Asked for comment Tuesday, Parker said, “Y’all so obsessed with me. Do what you do” and hung up the phone. She then called back and said she “never committed any kind of fraud in my life. I’m 59 years old and never ever been involved in anything like that.”
Brewer declined to comment beyond what he said in his letter to the mayor. In Brewer’s letter to Johnson earlier this month, a copy of which was obtained by the Sun-Times, he wrote: “The findings of fraud and intentional deception in relation to CHA housing programs raise substantial concerns regarding Commissioner Parker’s fiduciary responsibility.”
The mayor’s office did not immediately respond to requests for comment. The mayor has the sole authority to nominate and remove CHA board members.
Kathryn Richards, the CHA’s inspector general, declined to comment.
A WBEZ investigation revealed in October that the housing authority had paid a total of more than $22 million to companies owned by Bell, Diggs, and the commissioner's sister, Angela Parker.

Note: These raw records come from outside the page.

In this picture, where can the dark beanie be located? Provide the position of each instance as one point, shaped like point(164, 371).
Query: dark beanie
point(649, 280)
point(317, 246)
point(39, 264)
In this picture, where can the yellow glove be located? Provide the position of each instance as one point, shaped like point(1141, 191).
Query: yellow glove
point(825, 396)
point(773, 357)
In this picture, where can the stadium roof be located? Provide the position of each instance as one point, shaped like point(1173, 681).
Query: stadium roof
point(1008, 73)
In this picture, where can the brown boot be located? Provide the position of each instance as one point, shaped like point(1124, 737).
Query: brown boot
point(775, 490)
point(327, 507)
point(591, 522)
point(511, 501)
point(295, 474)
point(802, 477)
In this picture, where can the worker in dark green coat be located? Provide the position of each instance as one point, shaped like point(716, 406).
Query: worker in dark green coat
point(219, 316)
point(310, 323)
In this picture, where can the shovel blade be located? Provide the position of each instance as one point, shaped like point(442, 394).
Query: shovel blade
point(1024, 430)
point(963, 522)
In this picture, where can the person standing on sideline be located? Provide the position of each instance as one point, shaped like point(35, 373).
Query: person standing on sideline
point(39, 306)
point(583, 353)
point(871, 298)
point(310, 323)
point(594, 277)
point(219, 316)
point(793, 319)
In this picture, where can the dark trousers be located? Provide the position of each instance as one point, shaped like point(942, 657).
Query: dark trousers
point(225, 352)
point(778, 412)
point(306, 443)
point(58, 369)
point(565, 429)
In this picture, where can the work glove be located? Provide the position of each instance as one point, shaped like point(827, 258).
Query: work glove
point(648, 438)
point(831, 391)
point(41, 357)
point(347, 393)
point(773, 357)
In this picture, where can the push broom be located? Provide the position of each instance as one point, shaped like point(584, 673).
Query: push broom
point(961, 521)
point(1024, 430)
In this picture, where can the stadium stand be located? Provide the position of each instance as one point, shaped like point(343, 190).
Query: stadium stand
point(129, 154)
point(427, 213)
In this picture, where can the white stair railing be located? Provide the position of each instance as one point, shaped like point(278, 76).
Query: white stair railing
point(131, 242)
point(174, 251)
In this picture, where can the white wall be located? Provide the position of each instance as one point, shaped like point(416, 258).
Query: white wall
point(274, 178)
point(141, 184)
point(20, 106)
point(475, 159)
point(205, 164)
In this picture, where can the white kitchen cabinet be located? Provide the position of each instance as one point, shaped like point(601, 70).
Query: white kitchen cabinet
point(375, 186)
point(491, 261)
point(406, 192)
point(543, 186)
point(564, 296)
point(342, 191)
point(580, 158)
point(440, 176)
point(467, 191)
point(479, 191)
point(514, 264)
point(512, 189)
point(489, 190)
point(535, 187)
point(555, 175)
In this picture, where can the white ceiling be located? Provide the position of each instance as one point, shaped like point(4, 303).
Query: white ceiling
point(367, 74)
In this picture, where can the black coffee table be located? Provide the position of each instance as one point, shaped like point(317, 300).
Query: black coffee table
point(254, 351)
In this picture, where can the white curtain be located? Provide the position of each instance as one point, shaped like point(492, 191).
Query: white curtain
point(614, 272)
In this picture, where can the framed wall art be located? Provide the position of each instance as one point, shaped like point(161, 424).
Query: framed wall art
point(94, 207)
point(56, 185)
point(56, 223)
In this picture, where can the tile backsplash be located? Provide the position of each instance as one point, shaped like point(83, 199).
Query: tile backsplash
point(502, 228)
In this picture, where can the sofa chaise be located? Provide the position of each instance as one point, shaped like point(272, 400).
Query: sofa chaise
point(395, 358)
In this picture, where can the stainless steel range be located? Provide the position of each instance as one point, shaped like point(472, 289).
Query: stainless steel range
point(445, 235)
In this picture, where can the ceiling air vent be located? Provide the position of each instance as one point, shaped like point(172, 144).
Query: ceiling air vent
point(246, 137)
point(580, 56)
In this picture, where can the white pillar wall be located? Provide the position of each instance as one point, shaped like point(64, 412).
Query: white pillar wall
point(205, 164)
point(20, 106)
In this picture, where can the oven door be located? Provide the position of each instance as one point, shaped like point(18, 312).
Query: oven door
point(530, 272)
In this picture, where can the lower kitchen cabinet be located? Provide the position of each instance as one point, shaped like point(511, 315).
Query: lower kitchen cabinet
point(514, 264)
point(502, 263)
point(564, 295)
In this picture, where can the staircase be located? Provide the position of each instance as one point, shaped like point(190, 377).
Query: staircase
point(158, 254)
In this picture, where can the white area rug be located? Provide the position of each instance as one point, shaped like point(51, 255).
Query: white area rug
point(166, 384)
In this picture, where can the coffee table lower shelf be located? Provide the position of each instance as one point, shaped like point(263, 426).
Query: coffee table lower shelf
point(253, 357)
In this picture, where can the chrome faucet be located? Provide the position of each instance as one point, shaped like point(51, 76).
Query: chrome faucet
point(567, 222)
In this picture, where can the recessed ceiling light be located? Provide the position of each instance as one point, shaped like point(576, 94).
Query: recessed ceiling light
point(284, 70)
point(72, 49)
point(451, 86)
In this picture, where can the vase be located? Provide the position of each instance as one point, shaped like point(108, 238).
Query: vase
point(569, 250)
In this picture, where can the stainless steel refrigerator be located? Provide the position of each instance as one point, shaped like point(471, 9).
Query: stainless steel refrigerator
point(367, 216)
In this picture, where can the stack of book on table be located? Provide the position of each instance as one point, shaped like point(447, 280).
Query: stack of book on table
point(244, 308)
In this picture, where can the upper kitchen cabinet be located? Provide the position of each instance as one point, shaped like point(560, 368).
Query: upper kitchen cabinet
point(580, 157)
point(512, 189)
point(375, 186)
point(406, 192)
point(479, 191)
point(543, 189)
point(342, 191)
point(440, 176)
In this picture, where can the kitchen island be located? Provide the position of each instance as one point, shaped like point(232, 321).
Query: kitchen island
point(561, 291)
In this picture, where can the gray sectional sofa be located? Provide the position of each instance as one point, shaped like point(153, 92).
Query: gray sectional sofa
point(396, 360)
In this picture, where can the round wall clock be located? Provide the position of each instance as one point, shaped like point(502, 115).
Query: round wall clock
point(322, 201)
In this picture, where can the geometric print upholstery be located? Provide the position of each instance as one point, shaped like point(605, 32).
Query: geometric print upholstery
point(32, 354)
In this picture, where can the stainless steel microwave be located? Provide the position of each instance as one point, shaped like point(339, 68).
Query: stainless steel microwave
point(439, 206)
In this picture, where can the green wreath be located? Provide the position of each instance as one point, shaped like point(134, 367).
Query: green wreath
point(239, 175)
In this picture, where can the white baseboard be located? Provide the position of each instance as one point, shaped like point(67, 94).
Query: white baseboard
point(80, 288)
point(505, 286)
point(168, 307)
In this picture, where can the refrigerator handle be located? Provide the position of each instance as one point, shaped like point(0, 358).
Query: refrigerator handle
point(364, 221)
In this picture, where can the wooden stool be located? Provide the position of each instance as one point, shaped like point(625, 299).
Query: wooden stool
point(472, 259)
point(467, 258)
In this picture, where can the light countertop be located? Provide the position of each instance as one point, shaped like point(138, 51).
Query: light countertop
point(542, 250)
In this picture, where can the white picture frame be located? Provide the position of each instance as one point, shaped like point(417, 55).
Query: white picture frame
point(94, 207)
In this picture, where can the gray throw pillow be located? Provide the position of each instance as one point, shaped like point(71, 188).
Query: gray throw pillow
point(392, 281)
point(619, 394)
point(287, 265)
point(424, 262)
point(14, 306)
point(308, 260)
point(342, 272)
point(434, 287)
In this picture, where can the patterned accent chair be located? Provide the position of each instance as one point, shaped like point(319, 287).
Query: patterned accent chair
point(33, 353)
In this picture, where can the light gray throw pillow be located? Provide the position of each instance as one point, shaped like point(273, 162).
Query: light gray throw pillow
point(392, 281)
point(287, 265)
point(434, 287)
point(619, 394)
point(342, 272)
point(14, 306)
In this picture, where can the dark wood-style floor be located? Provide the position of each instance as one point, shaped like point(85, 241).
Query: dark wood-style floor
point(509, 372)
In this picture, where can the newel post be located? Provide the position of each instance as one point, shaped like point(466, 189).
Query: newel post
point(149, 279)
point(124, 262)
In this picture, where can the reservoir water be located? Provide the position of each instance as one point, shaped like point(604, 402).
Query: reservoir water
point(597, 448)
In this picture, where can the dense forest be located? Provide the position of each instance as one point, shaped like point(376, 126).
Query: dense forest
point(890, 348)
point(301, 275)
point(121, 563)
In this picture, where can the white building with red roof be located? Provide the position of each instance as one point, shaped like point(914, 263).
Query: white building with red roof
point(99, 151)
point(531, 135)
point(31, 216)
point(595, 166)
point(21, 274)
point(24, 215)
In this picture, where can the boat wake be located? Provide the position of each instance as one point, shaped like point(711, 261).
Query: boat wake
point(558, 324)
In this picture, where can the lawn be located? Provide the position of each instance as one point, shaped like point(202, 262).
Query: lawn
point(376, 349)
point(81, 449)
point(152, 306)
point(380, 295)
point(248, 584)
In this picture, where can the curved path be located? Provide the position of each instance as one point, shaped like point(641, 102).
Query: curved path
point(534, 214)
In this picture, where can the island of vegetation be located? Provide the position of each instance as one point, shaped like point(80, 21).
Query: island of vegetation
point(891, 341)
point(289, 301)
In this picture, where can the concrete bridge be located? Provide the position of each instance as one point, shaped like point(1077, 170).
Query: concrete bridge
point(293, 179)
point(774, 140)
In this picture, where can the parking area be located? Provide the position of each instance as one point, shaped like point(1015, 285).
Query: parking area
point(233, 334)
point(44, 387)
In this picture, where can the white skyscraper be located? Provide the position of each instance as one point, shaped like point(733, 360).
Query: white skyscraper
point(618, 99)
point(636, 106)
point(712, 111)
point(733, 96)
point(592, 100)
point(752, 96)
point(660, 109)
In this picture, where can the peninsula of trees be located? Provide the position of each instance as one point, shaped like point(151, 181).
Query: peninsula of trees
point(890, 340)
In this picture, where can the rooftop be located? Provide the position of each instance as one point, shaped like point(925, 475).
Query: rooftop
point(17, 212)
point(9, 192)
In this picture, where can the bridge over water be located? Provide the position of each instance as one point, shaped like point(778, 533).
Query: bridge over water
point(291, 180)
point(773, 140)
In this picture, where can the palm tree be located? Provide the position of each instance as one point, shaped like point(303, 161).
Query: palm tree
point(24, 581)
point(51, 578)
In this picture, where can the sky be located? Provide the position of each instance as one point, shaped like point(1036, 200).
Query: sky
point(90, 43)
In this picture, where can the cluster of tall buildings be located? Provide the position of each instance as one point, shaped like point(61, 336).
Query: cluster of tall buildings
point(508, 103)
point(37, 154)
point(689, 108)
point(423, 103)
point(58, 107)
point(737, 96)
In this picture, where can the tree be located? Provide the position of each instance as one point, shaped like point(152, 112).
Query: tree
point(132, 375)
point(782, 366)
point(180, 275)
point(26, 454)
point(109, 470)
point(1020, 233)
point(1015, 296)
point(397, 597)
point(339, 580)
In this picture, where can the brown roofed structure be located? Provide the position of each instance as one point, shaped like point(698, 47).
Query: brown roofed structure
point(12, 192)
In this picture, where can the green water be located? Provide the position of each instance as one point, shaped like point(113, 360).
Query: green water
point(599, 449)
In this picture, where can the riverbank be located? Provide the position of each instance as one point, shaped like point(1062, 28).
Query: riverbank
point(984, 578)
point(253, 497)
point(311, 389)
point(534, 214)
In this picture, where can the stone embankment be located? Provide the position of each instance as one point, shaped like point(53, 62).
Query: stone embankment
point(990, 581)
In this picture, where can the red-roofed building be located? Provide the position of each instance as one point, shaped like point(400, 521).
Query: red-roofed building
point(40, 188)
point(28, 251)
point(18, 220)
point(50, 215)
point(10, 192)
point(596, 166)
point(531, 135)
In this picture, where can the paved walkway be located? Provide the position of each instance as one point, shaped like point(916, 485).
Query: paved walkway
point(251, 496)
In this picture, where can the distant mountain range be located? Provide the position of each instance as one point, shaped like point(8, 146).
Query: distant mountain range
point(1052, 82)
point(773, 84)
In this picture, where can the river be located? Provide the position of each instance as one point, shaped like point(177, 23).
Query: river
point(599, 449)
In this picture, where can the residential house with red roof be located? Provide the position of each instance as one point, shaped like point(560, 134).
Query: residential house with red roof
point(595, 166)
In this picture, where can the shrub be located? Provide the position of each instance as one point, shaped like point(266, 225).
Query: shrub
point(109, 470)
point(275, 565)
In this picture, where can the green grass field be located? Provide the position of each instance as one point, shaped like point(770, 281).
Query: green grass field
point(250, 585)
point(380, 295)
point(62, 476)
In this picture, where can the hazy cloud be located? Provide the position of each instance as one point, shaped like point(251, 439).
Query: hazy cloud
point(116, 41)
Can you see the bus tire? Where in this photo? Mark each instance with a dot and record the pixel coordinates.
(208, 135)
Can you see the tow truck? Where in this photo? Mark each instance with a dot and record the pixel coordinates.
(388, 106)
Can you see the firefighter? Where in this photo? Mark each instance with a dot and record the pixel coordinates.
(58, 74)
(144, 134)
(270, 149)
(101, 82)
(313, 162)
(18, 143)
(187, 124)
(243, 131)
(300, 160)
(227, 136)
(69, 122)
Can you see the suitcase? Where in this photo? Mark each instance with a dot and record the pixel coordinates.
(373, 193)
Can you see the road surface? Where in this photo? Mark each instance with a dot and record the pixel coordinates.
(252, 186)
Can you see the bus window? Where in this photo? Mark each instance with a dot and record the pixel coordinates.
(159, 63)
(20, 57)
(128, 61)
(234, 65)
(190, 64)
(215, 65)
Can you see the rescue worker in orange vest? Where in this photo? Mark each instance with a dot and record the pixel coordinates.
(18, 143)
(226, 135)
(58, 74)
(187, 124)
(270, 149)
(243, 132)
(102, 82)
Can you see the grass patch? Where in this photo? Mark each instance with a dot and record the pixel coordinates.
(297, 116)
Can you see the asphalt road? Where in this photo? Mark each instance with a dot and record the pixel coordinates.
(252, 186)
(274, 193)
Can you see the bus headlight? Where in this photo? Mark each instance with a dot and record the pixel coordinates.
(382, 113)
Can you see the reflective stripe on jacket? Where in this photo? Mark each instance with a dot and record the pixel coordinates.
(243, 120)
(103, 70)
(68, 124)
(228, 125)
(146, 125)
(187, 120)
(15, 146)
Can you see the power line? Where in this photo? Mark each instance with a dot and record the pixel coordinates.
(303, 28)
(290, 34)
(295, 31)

The commissioner has denied helping Bell and her family members to get lucrative business with the CHA, saying board members have no role in contracting decisions at the agency.
Parker was involved with Bell's company, known as Parks and Bell, as board secretary when it was founded more than a decade ago but stepped down from that role after becoming a CHA commissioner, according to public records.
WBEZ reported emails obtained through a public records request from the CHA indicated that Parker and Bell toured and applied to rent a market-rate unit in a luxury high-rise in River North in 2023, with an agent offering them a one-year, $4,000-a-month lease for an apartment there.
Asked about that situation last year, both Parker and Bell told WBEZ that they do not live together and that only Bell lives in the apartment near downtown.
In her new court case against the CHA, Parker noted that the agency terminated rental assistance for her in a letter on Feb. 27, and that the agency will no longer pay for part of the rent as of the end of this month.
The same day that she got the revocation letter, Parker went to court and filed “for judicial review of the final decision of the CHA to terminate my benefits.” She argued that the revocation of her voucher was “not in accordance with the law,” court records show.
Parker filed the case herself. She said in a March court hearing that a legal aid group had rejected her request for assistance and that she was still looking for an attorney. The court had referred her to legal aid services. No attorney appeared to be present on Parker’s behalf at the Tuesday hearing.